Why an insertion in streams makes its width reset to 0? - c++

It seems an insertion causes a stream to reset its width to 0. In other words, you need to repeatedly call the width() whenever you want to align your output, which makes me wonder why. I've looked over the c++11 standard and I found a partial answer, which suggests that width(0) is called inside character inserters according to the ISO C++ standard §27.7.3.6.4.1. However, they are just a subset of the inserters, which is not a complete answer. Then, what about arithmetic inserters? I couldn't find any other references that can explain the behavior of streams.

Because that's the way the streams were specified. In an << operator,
width should be reset, the other formatting options no. I can only
guess as to why: presumably, for things like:
std::cout << std::setw(8) << someValue << " cm";
You wouldn't want the width to apply to the string " cm", for example.
But you would want to be able to write:
std::cout << std::setw(8) << price << " | " << setw(20) << article;
where article is a string.
Except that, of course, for that to work, you'd have to also change the
justification before the string, and the change in justification would
be sticky, affecting the next numeric output.
In practice, of course, experienced programmers don't write this sort of
code. They'd use something like:
std::cout << price(column1Width) << article.price
<< " | " << label(column2Width) << article.name;
(supposing that they still had to generate tables using a fixed width
font). Where price and label were manipulators which set any number
of format flags, and restored them in their destructor. (Since they are
temporaries, their destructor will be called at the end of the full
expression.) This way, this particular line of code doesn't say
anything about the physical formatting, but rather that the first value
should be formatted as a price, and the second as a label. (And of
course, if someone higher up later decides that prices or labels should
be formatted differently, you just change the manipulators, rather than
searching all of the output statements, and trying to figure out which
are prices, and which aren't.)
EDIT (added references to the standard):
It's important to note that the standard cannot cover everything here,
since most of the time, you'll be using custom operator<<, written by
the author of the class you're outputting. Most of the built-in
operator<< are covered by §22.4.2.2.2, in its description of stage 3:
If str.width() is nonzero and the number of charT’s in the sequence
after stage 2 is less than str.width(), then enough fill characters are
added to the sequence at the position indicated for padding to bring the
length of the sequence to str.width().
str.width(0) is called.
For characters and C style strings, this is specified (in much the same
way) in §27.7.3.6.4. For std::string, see §21.4.8.8.
For std::complex: the standard defines insertion in terms of other
insertion operators.

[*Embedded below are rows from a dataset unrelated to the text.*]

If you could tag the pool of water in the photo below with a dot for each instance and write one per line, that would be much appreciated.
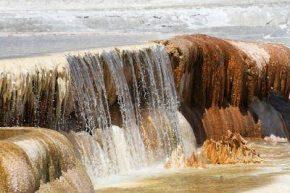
(272, 175)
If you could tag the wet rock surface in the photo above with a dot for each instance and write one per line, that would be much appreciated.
(232, 149)
(32, 159)
(215, 77)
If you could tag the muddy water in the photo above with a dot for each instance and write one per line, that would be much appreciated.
(273, 175)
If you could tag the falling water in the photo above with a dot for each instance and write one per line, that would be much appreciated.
(142, 81)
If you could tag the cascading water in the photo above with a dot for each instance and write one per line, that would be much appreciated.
(147, 102)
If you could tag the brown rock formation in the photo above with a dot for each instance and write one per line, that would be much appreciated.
(232, 149)
(212, 75)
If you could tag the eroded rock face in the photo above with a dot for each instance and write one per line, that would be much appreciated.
(218, 121)
(30, 157)
(215, 77)
(232, 149)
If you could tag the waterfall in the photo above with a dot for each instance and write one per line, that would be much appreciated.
(120, 105)
(147, 102)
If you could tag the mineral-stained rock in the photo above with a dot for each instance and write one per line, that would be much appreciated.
(30, 157)
(218, 121)
(215, 77)
(232, 149)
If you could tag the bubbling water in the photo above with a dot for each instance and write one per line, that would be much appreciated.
(142, 80)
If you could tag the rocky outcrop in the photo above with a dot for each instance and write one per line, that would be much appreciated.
(215, 77)
(34, 159)
(232, 149)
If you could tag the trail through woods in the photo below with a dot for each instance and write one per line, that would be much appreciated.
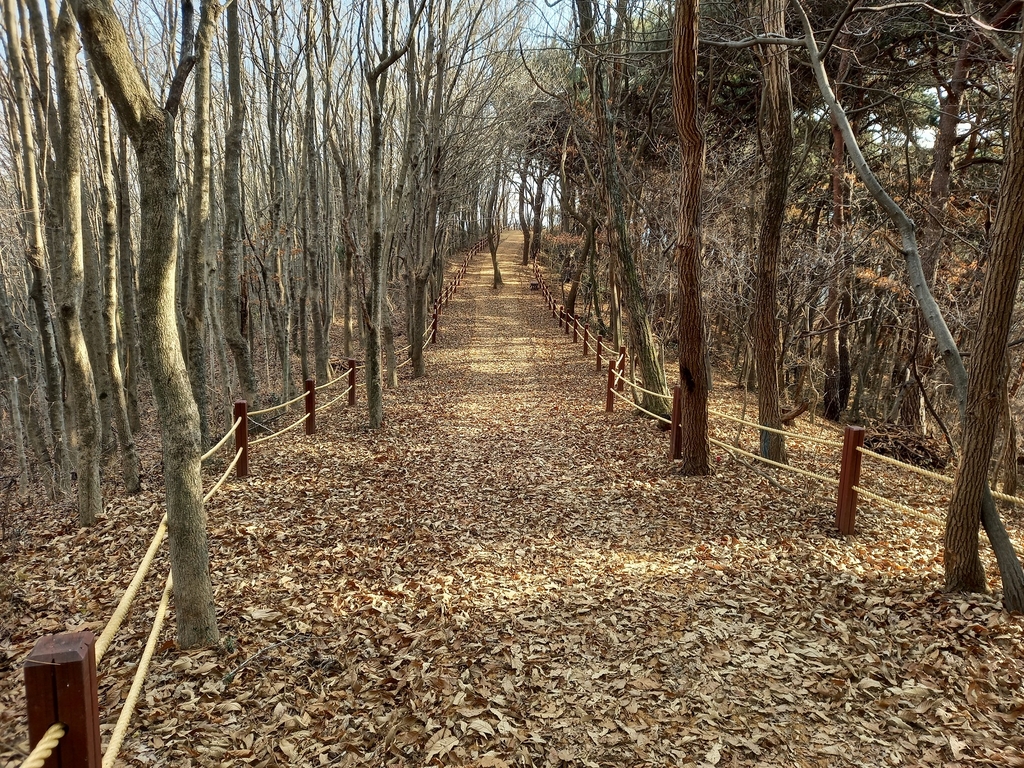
(506, 576)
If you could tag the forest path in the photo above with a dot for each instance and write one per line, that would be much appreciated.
(504, 574)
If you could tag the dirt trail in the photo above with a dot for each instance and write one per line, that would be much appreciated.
(504, 574)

Any setting of width will thus affect only the
real element. (Practically speaking, I think we can consider this
broken. When I implemented a pre-standard complex class, my <<
checked the width, and if it was non-zero, subtracted 3 for the
non-numeric fields, then divided by 2 and set it before outputting each
double. I"m not sure that this is right, but it's certainly better than
what the standard specifies. And I also used a semi-colon as separator
if the decimal was a comma, as it is in most places I've lived.)
The fact that the other formatting options remain unchanged is because
the standard doesn't specify anything, and additional side effects,
other than those specified, are assumed to be forbidden.
In all cases, the specification says that stream.width(0) is called.
But in the standard, each case is specified separately. There is no
specification (even for intent) of any general rule that I can find.
Traditionally, however, the rule has always been: reset width, and leave
the others unchanged. The principle of least surprise says that you
should do this for user defined << (and >>) as well.

Related

Writing single-char vs. char const* to buffer

When writing single characters to an output stream, the purist in me wants to use single quotes (e.g.):
unsigned int age{40};
std::ostringstream oss;
oss << "In 2022, I am " << age << '\n'; // 1. Single quotes around \n
oss << "In 2023, I will be " << age + 1u << "\n"; // 2. Minor ick--double quotes around \n
Because I'm writing a single character and not an arbitrary-length message, it doesn't seem necessary to have to provide a null-terminated string literal.
So I decided to measure the difference in speed. Naively, I'd expect option 1, the single-character version, to be faster (only one char, no need to handle \0). However, my test with Clang 13 on quick-bench indicates that option 2 is a hair faster. Is there an obvious reason for this?
https://quick-bench.com/q/3Zcp62Yfw_LMbh608cwHeCc0Nd4
Of course, if the program is spending a lot of time writing data to a stream anyway, chances are the program needs to be rethought. But I'd like to have a reasonably correct mental model, and because the opposite happened wrt what I expected, my model needs to be revised.
As you can see in the assembly and in the libc++ source here, both << operations in the end call the same function __put_character_sequence which the compiler decided to not inline in either case.
So, in the end you are passing a pointer to the single char object anyway and if there is a pointer indirection overhead it applies equally to both cases.
__put_character_sequence also takes the length of the string as argument, which the compiler can easily evaluate at compile-time for "\n" as well. So there is no benefit there any way either.
In the end it probably comes down to the compiler having to store the single character on the stack since without inlining it can't tell whether __put_character_sequence will modify it. (The string literal cannot be modified by the function and also would have the same identity between iterations of the loop.)
If the standard library used a different approach or the compiler did inline slightly differently, the result could easily be the other way around.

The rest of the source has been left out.